La genetica è importante, sottolinea Oliverio: «perché ci fa capire, per esempio, come si separa la corteccia e per così dire si specializza. Ma i nostri risultati si applicano al topo, mentre il sistema nervoso dell'uomo è molto più complesso per quanto gli stessi geni codifichino per le stesse sostanze». Studiare i geni, allora, aiuta gli scienziati a comprendere le regole che sottostanno allo sviluppo di particolari capacità. Insomma, conclude Oliverio, «il gene ci dà la regola di massima, ma poi è l'ambiente a fare il resto. L'abbiamo visto anche nei topi: quelli che vivono in ambienti poveri di stimoli sono meno 'intelligenti' di altri».

Proprio allo sviluppo infantile delle capacità intellettive si rivolgono oggi molti scienziati a caccia del mistero dell'intelligenza. Dai primi nessi causali colti dal neonato, osservati attraverso il movimento degli occhi, all'attenzione, all'anticipazione degli eventi.
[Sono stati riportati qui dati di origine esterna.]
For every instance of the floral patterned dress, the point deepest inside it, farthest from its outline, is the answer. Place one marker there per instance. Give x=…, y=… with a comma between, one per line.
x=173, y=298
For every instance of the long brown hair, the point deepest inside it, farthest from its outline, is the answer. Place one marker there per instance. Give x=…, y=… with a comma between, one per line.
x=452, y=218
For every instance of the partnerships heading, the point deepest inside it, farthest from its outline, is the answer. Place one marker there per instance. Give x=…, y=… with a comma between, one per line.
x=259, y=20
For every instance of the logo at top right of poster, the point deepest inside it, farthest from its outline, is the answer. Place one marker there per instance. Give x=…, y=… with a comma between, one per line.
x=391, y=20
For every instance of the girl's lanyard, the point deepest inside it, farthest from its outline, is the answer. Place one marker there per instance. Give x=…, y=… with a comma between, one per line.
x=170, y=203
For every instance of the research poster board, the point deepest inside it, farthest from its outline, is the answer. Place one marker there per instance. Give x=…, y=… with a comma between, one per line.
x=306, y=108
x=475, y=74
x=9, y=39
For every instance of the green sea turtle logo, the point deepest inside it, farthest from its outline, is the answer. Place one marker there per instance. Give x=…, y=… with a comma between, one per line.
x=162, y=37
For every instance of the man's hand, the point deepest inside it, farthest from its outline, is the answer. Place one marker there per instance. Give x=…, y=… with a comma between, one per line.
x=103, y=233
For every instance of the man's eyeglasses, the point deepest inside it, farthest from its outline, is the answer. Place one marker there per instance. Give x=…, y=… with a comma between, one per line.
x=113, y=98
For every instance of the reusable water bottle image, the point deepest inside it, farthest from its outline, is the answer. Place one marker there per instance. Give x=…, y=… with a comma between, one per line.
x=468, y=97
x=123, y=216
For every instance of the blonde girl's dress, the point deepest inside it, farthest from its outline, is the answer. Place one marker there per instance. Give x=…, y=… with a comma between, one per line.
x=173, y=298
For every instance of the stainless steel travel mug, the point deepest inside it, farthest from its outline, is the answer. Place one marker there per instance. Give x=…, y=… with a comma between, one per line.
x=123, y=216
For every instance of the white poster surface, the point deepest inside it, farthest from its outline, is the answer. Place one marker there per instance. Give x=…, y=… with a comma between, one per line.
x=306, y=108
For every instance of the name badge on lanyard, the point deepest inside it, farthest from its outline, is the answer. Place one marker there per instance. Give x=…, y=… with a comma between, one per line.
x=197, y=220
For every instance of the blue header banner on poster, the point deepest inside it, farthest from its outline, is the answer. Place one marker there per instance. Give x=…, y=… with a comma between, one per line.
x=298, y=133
Tutte facoltà che si sviluppano fin dai primi giorni e che ci aiutano a capire gli schemi intelligenti, gli stessi utilizzati dagli adulti. Già, perché «la mente di un infante è ricca, astratta, complessa e potente tanto quanto la nostra». Parola di Alison Gopnik, Andrew N. Meltzoff e Patricia K. Kuhl, tre psicologi dell'età evolutiva autori di 'Tuo lio è un genio' (Baldini&Castoldi, 35 mila lire). Secondo loro, ogni bambino è una sorta di computer molto speciale: composto da neuroni anziché da microchip e programmato dall'evoluzione piuttosto che da qualche giovane informatico. E molto più potente di qualsiasi prodotto di Bill Gates, grazie anche al miglior sistema al mondo di supporto tecnologico: le madri. Il 'sistema computazionale' di un bimbo, scrivono i ricercatori è «una vera rete, tenuta insieme dal linguaggio e dall'amore anziché da fibre ottiche». La chiave della genialità infantile sarebbe il gioco, attraverso cui i piccoli verificano le loro idee.

Nessun neonato è stupido

Il cervello umano non sarebbe quindi una scatola da riempire con il passare del tempo. Non esiste, secondo gli autori, una grande catena della conoscenza che trasforma neonati 'stupidi' in adulti intelligenti. Studiare i bambini equivale a capire come ogni singola esperienza venga registrata, catalogata, ricostruita nei circuiti del cervello, e come i vari tipi di funzioni si coordinino fra loro. Il metodo giusto per svelare il mistero dell'intelligenza potrebbe essere quindi un misto di tutte le tecniche, un metodo complesso per uno studio complicato che può trovare nella prospettiva dello sviluppo delle abilità la chiave di volta. Come indicano i tre psicologi autori di 'Tuo lio è un genio': «Andate al piano di sopra, aprite la porta e chinatevi sulla culla. Cosa vedete? La maggior parte di voi vede l'immagine stessa dell'innocenza, un essere inerme, una 'tabula rasa'. Ma in realtà quel che vedete è la mente più grande che sia mai esistita, la più potente macchina d'apprendimento dell'universo».